Try this recipe for a sweet twist on the classic Italian biscotti. Enjoy this crisp and crunchy biscuit alongside a steaming cup of coffee.
Almond, White Chocolate and Cranberry Biscotti
1 cup caster sugar
2½ cups plain flour, sifted
1½ tsp baking powder
1/2 tsp cinnamon
120g white chocolate, coarsely chopped
3/4 cup natural almonds, coarsely chopped
1/2 cup dried cranberries
Preheat the oven CircoTherm® 160 C.
Combine in a bowl the sugar and eggs then beat with an electric mixer until thick.
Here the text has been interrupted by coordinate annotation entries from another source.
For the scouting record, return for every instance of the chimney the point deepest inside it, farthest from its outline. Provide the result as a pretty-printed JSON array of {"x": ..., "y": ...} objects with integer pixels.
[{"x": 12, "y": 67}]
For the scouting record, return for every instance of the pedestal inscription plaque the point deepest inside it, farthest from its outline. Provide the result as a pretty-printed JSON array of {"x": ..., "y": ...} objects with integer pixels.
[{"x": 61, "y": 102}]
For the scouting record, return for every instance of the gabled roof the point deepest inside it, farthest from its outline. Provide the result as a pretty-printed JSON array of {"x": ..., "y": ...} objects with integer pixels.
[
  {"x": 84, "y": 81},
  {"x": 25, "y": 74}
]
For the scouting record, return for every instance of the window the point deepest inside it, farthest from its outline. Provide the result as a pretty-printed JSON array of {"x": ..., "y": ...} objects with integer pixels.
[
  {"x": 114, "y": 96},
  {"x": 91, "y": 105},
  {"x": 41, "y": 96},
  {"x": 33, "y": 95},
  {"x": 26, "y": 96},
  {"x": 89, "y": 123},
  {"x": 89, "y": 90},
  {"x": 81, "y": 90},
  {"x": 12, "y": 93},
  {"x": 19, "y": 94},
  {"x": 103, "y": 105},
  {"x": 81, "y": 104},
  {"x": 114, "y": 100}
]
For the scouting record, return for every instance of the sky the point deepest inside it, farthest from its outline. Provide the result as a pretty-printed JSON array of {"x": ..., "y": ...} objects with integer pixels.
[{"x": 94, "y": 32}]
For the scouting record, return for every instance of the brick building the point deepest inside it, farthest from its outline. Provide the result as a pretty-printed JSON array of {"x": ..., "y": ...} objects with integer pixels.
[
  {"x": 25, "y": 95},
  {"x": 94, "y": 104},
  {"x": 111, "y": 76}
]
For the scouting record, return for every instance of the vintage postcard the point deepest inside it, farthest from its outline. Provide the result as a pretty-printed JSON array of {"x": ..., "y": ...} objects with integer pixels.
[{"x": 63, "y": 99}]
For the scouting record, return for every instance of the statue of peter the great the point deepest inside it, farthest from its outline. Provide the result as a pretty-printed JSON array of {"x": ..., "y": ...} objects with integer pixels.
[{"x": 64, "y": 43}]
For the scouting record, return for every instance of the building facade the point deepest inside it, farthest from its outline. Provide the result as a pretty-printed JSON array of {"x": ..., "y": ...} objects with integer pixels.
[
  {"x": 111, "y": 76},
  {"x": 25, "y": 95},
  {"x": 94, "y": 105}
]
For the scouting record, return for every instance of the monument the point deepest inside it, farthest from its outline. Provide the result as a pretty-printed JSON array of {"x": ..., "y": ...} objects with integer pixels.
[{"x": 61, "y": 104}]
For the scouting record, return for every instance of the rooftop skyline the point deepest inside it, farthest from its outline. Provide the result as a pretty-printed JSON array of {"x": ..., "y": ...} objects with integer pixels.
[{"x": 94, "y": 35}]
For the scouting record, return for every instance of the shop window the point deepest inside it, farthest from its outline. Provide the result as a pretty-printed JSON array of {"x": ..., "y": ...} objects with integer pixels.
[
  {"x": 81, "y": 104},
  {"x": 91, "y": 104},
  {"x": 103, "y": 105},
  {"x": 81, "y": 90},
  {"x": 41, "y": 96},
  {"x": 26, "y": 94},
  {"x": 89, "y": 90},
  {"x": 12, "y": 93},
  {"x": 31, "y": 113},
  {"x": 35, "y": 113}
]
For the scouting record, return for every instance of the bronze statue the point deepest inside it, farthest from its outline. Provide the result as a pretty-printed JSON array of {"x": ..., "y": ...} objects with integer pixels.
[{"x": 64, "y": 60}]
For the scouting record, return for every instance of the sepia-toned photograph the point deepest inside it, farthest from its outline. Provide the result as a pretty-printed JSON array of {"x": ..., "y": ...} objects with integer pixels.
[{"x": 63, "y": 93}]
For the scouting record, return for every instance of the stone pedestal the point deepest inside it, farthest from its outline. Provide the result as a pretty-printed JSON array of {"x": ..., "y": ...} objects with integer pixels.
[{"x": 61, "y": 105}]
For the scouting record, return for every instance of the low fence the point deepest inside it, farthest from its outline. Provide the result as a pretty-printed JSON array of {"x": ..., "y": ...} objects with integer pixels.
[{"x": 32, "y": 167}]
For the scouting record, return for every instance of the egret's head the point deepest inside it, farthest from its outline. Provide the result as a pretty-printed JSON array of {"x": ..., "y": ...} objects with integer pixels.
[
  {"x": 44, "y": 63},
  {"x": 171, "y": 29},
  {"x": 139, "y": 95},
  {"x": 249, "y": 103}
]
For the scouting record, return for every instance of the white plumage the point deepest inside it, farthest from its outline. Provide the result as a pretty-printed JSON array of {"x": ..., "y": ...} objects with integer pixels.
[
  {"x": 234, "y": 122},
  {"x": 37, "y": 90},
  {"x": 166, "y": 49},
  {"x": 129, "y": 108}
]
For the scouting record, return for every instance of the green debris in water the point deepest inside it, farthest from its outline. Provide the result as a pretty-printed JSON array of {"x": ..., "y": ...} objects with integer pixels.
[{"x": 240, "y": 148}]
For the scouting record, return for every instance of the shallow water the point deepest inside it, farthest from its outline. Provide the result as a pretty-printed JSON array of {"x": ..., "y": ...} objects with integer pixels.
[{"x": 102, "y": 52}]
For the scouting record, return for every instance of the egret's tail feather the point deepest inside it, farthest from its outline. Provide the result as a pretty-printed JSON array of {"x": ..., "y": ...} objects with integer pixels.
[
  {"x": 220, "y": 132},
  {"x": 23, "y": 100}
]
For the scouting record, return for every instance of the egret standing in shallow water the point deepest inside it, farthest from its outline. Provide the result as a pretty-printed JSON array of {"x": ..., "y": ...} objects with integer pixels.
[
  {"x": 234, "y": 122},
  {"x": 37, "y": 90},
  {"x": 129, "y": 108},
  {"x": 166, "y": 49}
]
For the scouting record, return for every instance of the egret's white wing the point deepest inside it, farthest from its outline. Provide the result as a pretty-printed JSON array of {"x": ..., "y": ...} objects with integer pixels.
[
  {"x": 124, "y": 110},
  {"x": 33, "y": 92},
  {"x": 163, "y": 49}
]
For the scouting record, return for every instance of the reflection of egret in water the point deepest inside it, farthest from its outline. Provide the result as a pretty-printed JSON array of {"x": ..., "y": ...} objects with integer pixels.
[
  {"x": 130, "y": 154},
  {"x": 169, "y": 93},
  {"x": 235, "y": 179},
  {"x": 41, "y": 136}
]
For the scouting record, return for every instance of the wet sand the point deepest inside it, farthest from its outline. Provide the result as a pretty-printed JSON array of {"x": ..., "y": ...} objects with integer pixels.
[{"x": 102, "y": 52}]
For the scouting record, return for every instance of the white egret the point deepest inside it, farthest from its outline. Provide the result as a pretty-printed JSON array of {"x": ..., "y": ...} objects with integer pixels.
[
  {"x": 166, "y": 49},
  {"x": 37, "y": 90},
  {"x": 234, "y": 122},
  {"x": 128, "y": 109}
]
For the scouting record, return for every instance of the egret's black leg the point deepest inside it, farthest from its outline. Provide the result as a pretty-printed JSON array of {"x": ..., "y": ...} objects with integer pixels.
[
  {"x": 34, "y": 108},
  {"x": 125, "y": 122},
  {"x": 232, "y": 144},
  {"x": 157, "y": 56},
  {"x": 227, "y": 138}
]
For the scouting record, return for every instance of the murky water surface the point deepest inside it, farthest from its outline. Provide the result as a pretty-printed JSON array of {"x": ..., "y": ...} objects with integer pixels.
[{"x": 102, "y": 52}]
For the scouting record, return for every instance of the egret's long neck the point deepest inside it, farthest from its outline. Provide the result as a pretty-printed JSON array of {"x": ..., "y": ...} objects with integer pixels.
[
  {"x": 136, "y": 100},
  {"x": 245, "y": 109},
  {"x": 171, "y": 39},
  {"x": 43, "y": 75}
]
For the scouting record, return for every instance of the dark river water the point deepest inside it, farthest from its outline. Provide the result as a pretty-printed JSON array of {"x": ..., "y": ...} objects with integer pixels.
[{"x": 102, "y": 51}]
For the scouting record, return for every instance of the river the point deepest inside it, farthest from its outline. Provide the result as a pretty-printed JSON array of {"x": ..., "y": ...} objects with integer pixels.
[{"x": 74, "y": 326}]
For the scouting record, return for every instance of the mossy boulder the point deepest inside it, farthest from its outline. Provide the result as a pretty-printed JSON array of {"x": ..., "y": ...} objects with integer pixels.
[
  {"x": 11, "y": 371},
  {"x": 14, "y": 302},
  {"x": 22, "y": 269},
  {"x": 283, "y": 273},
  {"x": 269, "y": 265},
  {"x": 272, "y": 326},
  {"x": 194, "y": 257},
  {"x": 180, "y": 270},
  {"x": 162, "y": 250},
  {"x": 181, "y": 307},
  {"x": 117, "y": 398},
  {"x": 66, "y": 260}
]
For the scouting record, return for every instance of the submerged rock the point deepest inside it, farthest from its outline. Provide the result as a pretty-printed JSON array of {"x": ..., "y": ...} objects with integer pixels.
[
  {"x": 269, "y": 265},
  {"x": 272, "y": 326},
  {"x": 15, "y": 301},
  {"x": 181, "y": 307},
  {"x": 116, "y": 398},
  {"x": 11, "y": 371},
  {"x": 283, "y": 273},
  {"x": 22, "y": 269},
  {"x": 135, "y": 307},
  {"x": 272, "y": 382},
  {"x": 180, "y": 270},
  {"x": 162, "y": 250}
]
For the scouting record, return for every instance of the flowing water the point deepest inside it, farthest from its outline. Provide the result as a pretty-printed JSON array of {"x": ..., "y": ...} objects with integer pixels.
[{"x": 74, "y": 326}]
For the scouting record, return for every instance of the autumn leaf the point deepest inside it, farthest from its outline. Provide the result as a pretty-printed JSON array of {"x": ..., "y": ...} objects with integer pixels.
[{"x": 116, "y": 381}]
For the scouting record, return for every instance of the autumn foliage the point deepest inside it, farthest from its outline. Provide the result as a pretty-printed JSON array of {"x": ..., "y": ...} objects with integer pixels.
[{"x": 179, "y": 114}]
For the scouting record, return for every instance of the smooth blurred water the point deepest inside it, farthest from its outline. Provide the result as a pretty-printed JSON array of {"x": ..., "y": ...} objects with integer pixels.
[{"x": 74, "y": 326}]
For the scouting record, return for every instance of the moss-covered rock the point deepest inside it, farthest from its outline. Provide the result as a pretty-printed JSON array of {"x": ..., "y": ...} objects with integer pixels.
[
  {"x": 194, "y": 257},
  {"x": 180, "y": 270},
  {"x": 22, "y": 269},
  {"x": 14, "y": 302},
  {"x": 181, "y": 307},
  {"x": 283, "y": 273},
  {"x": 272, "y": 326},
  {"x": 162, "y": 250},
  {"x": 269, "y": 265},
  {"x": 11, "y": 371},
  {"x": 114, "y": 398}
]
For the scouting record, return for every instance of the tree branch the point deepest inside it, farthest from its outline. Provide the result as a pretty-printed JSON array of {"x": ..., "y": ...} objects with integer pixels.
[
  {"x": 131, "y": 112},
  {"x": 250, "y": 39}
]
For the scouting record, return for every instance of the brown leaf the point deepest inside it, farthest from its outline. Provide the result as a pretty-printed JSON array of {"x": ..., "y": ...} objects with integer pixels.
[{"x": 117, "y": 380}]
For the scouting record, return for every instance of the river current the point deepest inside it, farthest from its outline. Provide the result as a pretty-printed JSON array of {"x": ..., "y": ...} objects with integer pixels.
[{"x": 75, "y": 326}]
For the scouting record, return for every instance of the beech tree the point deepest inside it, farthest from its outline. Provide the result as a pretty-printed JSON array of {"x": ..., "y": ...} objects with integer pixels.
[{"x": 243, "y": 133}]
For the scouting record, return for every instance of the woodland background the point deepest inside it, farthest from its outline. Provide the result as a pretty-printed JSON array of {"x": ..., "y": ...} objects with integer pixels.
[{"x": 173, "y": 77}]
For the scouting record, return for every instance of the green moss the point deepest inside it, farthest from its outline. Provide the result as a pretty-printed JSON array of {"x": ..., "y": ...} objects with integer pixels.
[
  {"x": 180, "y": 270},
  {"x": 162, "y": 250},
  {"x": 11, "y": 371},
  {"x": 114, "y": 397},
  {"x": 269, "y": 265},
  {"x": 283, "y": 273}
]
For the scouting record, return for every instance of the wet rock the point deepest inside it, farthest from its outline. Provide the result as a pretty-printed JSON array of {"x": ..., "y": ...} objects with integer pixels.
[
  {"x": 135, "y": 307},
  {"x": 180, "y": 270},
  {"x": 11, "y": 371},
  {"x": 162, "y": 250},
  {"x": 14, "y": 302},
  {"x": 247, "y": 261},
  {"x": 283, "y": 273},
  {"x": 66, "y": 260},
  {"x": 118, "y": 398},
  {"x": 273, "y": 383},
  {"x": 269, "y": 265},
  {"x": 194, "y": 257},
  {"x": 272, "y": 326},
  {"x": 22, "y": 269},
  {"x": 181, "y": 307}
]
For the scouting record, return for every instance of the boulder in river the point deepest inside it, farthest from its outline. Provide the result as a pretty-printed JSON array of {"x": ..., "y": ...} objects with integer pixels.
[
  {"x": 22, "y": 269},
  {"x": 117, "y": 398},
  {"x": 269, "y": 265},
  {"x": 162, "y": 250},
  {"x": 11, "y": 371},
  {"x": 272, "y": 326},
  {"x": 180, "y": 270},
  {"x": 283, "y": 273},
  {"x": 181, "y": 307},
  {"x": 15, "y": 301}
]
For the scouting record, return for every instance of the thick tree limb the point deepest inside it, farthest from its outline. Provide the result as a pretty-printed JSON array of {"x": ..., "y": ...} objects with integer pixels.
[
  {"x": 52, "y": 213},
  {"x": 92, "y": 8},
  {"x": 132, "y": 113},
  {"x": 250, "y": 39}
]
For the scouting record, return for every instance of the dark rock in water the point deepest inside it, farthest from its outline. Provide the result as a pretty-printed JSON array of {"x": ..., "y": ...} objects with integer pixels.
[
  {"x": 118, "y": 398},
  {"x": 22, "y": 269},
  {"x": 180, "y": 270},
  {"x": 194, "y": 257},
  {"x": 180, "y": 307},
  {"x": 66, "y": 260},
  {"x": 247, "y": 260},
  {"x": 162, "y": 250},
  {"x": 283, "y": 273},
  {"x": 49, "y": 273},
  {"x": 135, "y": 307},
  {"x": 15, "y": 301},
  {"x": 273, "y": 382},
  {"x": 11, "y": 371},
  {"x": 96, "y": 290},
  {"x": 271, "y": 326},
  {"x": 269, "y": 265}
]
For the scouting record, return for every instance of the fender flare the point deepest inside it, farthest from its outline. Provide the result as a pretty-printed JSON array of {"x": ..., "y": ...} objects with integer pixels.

Gently fold through sifted flour, baking powder and cinnamon then fold through the chocolate, nuts and fruit until combined. Knead the mixture on a lightly floured surface until smooth then divide the mixture into 2.
Shape the mixture into 2 logs, each 28cm x 6cm and place onto a lined baking tray. Bake for 25-30 minutes or until or lightly browned. Allow to cool.
Reduce the oven to 130°C.
Place the cooled logs onto a board and use a serrated knife to diagonally slice each log into 1 cm slices. Place the slices cut side up onto 2 lined trays.
Return to the oven and bake the biscotti a further 10 minutes each side.
Cool on the trays, then store in an airtight container.